Namun saat ini pengertian Pasar tidak lagi dianggap sebagai sekedar alat teknis untuk mengalokasikan barang dan jasa, tetapi sudah dianggap sebagai satu-satunya cara yang mungkin untuk mengatur masyarakat, bahkan kekuatan pasar ini diyakini dapat memecahkan berbagai problem pembangunan dunia. Bahkan beberapa orang percaya bahwa tidak hanya produksi, distribusi dan konsumsi yang tunduk pada pasar, namun juga kehidupan dan kebangsaan pun harus menyesuaikan diri dengan pasar. Perubahan definisi dan makna pasar ini oleh beberapa pakar disebut sebagai kapitalias yang berganti mantel yang kadangkala disebut neoliberal. Pasar Neoliberal tumbuh melintasi batas negara, merasuk ke lembaga pemerintahan, bermetamorfosis pada kapitalis global dan lokal dan ditunjang oleh teknologi informasi yang canggih.
Ada beberapa faktor yang mendorong timbulnya pasar neoliberal sedemikian dahsyatnya yaitu munculnya Multinational Corporation (MNC) yang memiliki asset kekayaaan yang bahkan lebih besar dari negara tujuan. Dalam prakteknya MNC ini semata-mata bertujuan untuk mengeruk keuntungan tanpa memperdulikan kondisi nasionalime negara tempat MNC berada. Disamping itu ketangguhan pasar neoliberal ini didukung oleh hadirnya 3 organisasi “pengatur” ekonomi dunia yaitu : World Bank, World Trade Organisation (WTO) dan International Monetary Fund (IMF). Ketiga organisasi ini bekerja untuk menjamin bahwa negara-negara diseluruh dunia patuh menjalankan prinsip pasar bebas dan perdagangan bebas. Bila ternyata ada negara-negara yang tidak mematuhi, biasanya akan ada sanksi yaitu berupa embargo, dikucilkan, hambatan tarif dan non tarif dan lain-lain. Ironisnya, keberadaaan 3 lembaga ini mebuat negara-negara seolah kehilangan harga diri dan nasionalisme, ketika negara dituntut “laissez faire” terhadap produk, produksi dan distribusi, justru muncul 3 organisasi ini yang ikut intervensi dalam segala kebijakan ekonomi. Tiga Organisasi dan organisasi patronasenya muncul sebagai “Negara diatas Negara” dan demokrasi ekonomi terpimpin Soekarno diadaptasi dengan nama baru : Demokrasi Ekonomi Global Terpimpin
Kita mungkin masih mengingat, betapa krisis ekonomi 1997 yang merusak segala sendi perekonomian dan merusak mental dan budaya bangsa, diyakini oleh banyak pihak adalah hasil nyata kebijakan pasar neoliberal : yaitu ketika Indonesia menganut sistem Devisa Bebas dan perdagangan bebas, yang ditandai dengan bangkrutnya perusahaan-perusahaan, PHK Buruh, cadangan devisa yang menipis dan Capital Flight dalam jumlah ratusan juta dollar.

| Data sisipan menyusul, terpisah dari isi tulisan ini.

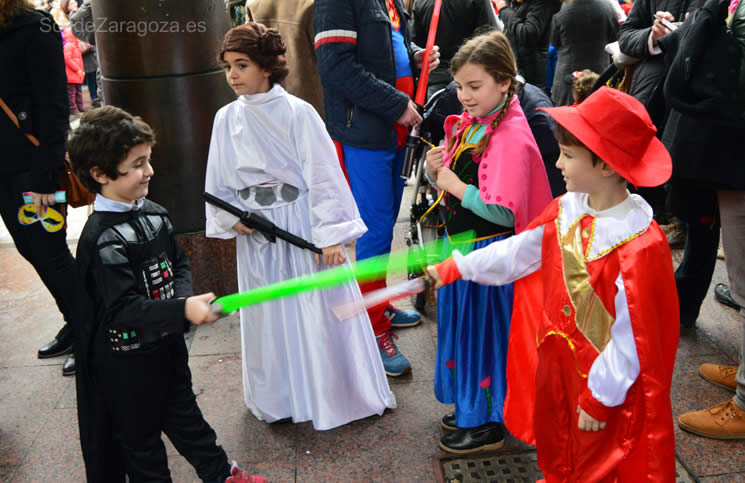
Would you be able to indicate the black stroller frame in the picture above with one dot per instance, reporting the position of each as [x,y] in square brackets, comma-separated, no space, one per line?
[427,222]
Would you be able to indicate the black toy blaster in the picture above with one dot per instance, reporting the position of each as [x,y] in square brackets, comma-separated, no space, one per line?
[258,222]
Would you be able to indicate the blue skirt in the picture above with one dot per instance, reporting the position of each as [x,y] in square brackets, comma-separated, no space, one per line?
[473,324]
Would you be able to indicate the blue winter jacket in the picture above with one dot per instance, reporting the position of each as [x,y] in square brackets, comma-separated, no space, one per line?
[355,57]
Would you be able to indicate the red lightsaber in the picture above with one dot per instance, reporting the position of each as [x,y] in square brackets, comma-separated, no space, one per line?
[421,90]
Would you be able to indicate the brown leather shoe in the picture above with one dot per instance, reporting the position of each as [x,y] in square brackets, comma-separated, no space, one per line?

Dari pengalaman beberapa negara termasuk indonesia dalam bersinggungan dengan pasar global yang ternyata lebih banyak cost atau dampak negatifnya, lantas timbul pertanyaan : kenapa kita harus terlalu menghambakan diri dan kenapa kita harus memandang bahwa pasar global sebagai satu-satunya sistem teknis yang terbaik? Berbagai kesadaran-kesadaran baru muncul untuk mempertanyakan eksistensi pasar global. Beberapa pemenang nobel ekonomi seperti Amartya Sen dan Joseph Stigliz membeberkan secara detail ketimpangan-ketimpangan yang terjadi. Mereka menarik kesimpulan bahwa dunia tidak akan menjadi lebih baik , makmur dan adil hanya karena pasar bebas, justru telah terjadi eksploitasi ekonomi yang begitu hebatnya dan lebih parah lagi : pasar bebas telah membeli jiwa nasionalisme dan kebudayaan. Demikian juga di Indonesia, kesadaran muncul dikalangan mahasiswa dan masyarakat ketika mereka menolak calon menteri dalam Kabinet Indonesia Bersatu yang mereka anggap sebagai perpanjangan tangan penguasa pasar global yaitu Sri Mulyani dan Marie Pangestu. Disamping itu, penolakan terhadap pasar bebas juga dilakukan oleh mahasiswa yang berasal dari negara penguasa pasar bebas tersebut yaitu mahasiswa AS, Inggris, Jerman dan Perancis dengan secara radikal.
Lalu, setelah kita mengetahui lebih banyak dampak negatif ketimbang positif dalam diri pasar bebas dan neoliberal, apakah kita di Batam harus terus terpesona dengan gilasan neoliberal yang berkedok Free Trade Zone, yang dimotori oleh Singapura yang sama-sama kita ketahui sebagai patron setia Amerika? Atau apakah memang Free Trade Zone itu alat teknis satu-satunya yang ampuh untuk menggenjot pertumbuhan ekonomi?. Lalu dimana akan kita sembunyikan nasionalisme dan kebangsaan kita yang telah dirintis oleh Bung Karno dan Bung Hatta dengan susah payah dan kini telah tercabik?